On September 24, 2025 President Donald Trump unveiled a new “Presidential Walk of Fame” along the West Wing colonnade and — as promised — placed a photograph of an autopen where Joe Biden’s official portrait would traditionally hang, a deliberate rebuke that the mainstream media is already trying to gaslight into a scandal. This was small-state theater with a very big message: the White House belongs to the American people, not to the prestige of a cable-news narrative.
The installation features black-and-white presidential images in gilded frames, but Biden’s slot features an autopen image — an unmistakable jab at questions conservatives have raised about the former administration’s transparency and signature practices. The display was personally curated and touted by the White House, so there’s no mystery about the intent behind the choice.

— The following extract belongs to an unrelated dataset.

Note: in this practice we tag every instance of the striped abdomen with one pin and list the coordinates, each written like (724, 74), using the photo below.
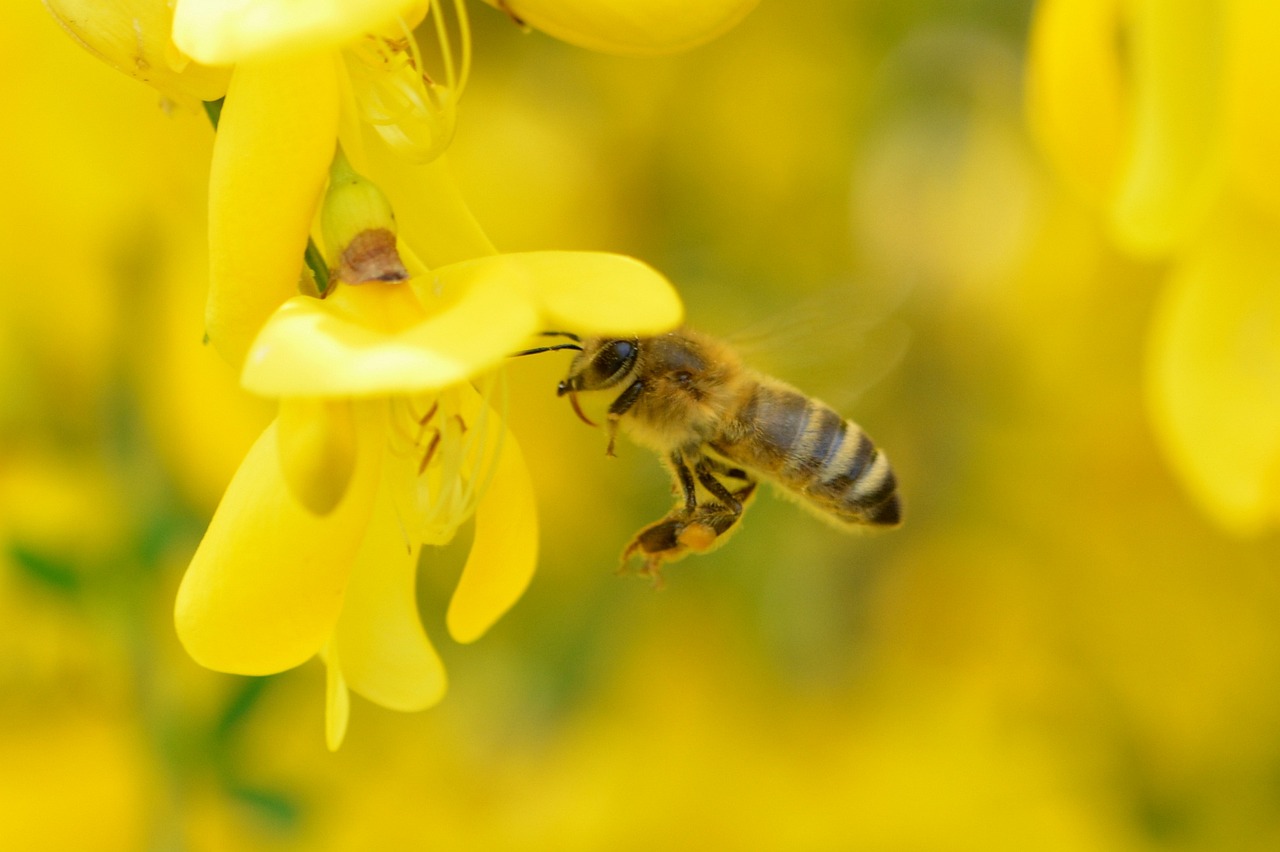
(814, 453)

Trump didn’t hide that he was going to do this; he openly told interviewers weeks ago that he would “put up a picture of the autopen,” so the staged outrage today is theater from the same partisan press that ignored bigger issues. For voters who watched the last years closely, this is a symbolic correction — a reminder that presidents answer to citizens, not the giddy reverence of legacy outlets.
As expected, the credentialed shriekers on television responded with breathless denunciations about decorum and dignity while studiously avoiding the actual questions at issue. The same networks that cheered for permanent Washington’s rituals suddenly discover scandal when a political outsider decides to dismantle those rituals for the sake of accountability.
Meanwhile, the internet did exactly what it always does: it roared. Conservatives and ordinary Americans flooded social platforms with praise for a president who can still rile the swamp, while the left churned out predictable think pieces and moralizing takes. The White House even amplified the rollout by posting video of the display, turning the media hissy fits into free advertising for the point Trump wanted to make.
This isn’t merely trolling for trolling’s sake. It’s a political statement that leaders will no longer be insulated from scrutiny by taboos and tradition. If Democrats want to scream about taste, they should first explain why they never answered straightforward questions about signature practices and accountability when those questions were raised.
Let the critics clutch their pearls and call it petty. The rest of us recognize a leader who understands optics and isn’t afraid to use them to defend the truth. Patriots should be proud of a president who will stand up to the managerial class and remind Washington that symbols matter and the people are watching.